To film these videos, Revinax will use the SimLife technology of the company Simedys. This startup is the result of research done by the biomechanical anatomy and simulation laboratory of the Faculty of Medicine of Poitiers. It restores semblance of life to a fresh cadaver donated to science. Using this procedure, the body is reventilated – the lungs inflate, causing the other organs to move¾and revascularized by pumps connected to the arteries and veins, so that a liquid with the same color and biomechanical components as blood circulates in the vessels.

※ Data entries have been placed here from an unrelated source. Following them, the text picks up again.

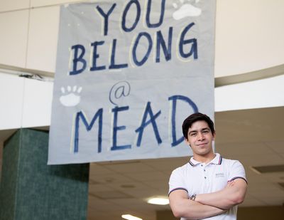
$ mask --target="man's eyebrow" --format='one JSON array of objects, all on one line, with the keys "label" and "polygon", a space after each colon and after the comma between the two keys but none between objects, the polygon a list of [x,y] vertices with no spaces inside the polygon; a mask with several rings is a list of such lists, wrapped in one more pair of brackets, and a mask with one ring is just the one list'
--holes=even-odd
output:
[{"label": "man's eyebrow", "polygon": [[[209,127],[204,127],[204,128],[200,129],[200,131],[204,131],[206,130],[210,130],[210,128]],[[197,130],[192,130],[188,132],[188,135],[190,135],[190,133],[197,132],[198,132]]]}]

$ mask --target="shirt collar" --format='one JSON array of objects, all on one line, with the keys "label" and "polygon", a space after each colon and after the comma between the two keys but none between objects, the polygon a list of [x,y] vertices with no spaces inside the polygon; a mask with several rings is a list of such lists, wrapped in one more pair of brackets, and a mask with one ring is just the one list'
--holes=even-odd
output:
[{"label": "shirt collar", "polygon": [[[213,159],[209,162],[209,164],[217,164],[217,165],[220,165],[222,164],[222,157],[218,154],[218,153],[215,153],[215,157],[213,158]],[[193,157],[192,157],[190,159],[189,162],[190,164],[193,166],[195,166],[198,164],[201,164],[201,162],[195,160],[193,159]]]}]

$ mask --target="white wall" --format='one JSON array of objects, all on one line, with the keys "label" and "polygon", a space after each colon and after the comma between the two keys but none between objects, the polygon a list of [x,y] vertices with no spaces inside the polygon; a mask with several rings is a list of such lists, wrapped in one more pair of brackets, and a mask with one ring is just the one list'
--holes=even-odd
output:
[{"label": "white wall", "polygon": [[[54,73],[59,6],[76,1],[0,1],[0,65]],[[217,3],[215,77],[284,63],[284,1]]]},{"label": "white wall", "polygon": [[49,126],[53,88],[52,82],[0,73],[0,130]]}]

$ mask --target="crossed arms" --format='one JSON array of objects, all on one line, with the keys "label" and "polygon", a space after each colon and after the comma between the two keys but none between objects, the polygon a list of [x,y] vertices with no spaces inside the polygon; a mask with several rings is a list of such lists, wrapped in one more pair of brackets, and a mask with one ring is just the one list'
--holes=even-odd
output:
[{"label": "crossed arms", "polygon": [[186,191],[178,189],[170,194],[170,205],[177,218],[204,219],[224,213],[231,207],[242,203],[246,188],[244,179],[236,179],[228,182],[220,191],[197,194],[195,201],[189,199]]}]

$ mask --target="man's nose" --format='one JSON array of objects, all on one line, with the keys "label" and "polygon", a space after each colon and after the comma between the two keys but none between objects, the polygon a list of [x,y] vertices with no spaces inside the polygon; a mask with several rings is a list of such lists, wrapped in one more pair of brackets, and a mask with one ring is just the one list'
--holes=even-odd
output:
[{"label": "man's nose", "polygon": [[197,137],[198,137],[198,140],[204,140],[204,138],[202,132],[199,132]]}]

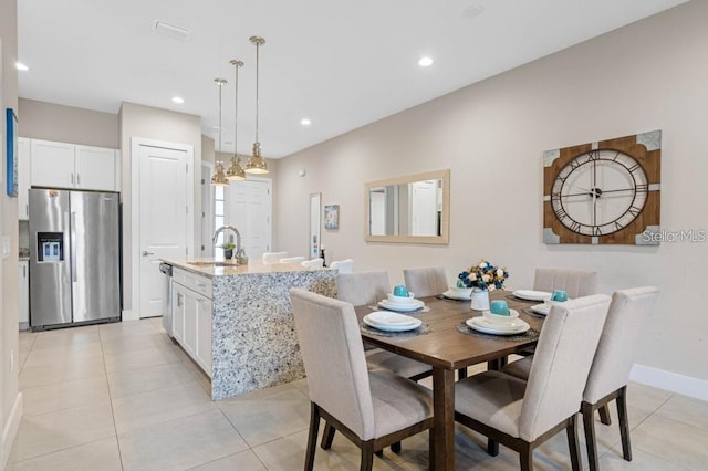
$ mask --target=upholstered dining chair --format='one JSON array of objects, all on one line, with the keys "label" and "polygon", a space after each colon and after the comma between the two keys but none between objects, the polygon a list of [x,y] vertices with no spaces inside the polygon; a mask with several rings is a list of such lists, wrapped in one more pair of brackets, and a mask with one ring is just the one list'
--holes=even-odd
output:
[{"label": "upholstered dining chair", "polygon": [[533,289],[553,292],[564,290],[568,297],[582,297],[597,293],[597,272],[568,269],[535,269]]},{"label": "upholstered dining chair", "polygon": [[324,259],[320,258],[320,259],[305,260],[300,264],[308,269],[321,269],[322,266],[324,266]]},{"label": "upholstered dining chair", "polygon": [[283,257],[278,261],[278,263],[302,263],[304,261],[304,257]]},{"label": "upholstered dining chair", "polygon": [[533,469],[533,449],[565,429],[573,470],[580,470],[577,405],[583,397],[610,296],[595,294],[553,306],[539,337],[528,383],[485,371],[455,385],[455,420],[519,452],[521,470]]},{"label": "upholstered dining chair", "polygon": [[[337,299],[355,306],[375,305],[391,292],[388,272],[340,273],[336,275]],[[381,348],[366,352],[371,369],[384,368],[417,381],[433,374],[429,365]]]},{"label": "upholstered dining chair", "polygon": [[[622,454],[626,461],[632,461],[627,383],[629,383],[629,371],[642,327],[646,324],[658,295],[659,291],[654,286],[621,290],[612,295],[612,304],[610,304],[607,320],[590,368],[581,404],[591,471],[598,469],[594,412],[600,410],[602,422],[610,425],[610,412],[606,406],[615,399],[620,417]],[[504,368],[504,373],[525,379],[529,377],[533,357],[527,357],[510,363]]]},{"label": "upholstered dining chair", "polygon": [[367,370],[352,304],[298,289],[290,300],[310,391],[305,471],[314,465],[321,418],[322,448],[339,430],[361,449],[362,470],[373,468],[375,451],[433,427],[428,389],[385,369]]},{"label": "upholstered dining chair", "polygon": [[413,291],[416,297],[437,296],[449,289],[444,266],[405,269],[403,278],[406,287]]},{"label": "upholstered dining chair", "polygon": [[353,266],[354,260],[352,259],[335,260],[334,262],[330,263],[330,268],[332,270],[337,270],[337,273],[352,273]]},{"label": "upholstered dining chair", "polygon": [[271,265],[273,263],[279,263],[280,259],[288,257],[288,252],[263,252],[261,260],[264,264]]}]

A first series of operations is expected to begin in the spring at the anatomy laboratory of Côte d’Azur, in Nice. It involves filming “surgical damage control” procedures, that is, the entire surgical process every surgeon needs to know for treating trauma patients with severe hemorrhaging.
“It’s a good pilot test pilot for bringing it all together because it’s very cross-disciplinary. There will be about thirty operations to film,” he explained.
There is also a plan to film real patients at a rate of twelve to sixteen tutorials per year. All of these videos will be added to a catalog of two hundred videos.
Some of them cover patient care and are aimed at nurses and nurse’s aides. They are viewed using a virtual reality headset, to be provided by the universities. But they can also be viewed using a mobile application coupled with a small cardboard headset equipped with ocular lenses by simply sliding the smartphone into the slot in the headset, turning it into a screen.
In both cases, the effect is pretty mind-blowing: the user is transported to the operating room and plunged into the middle of the operation through the eyes of the main players.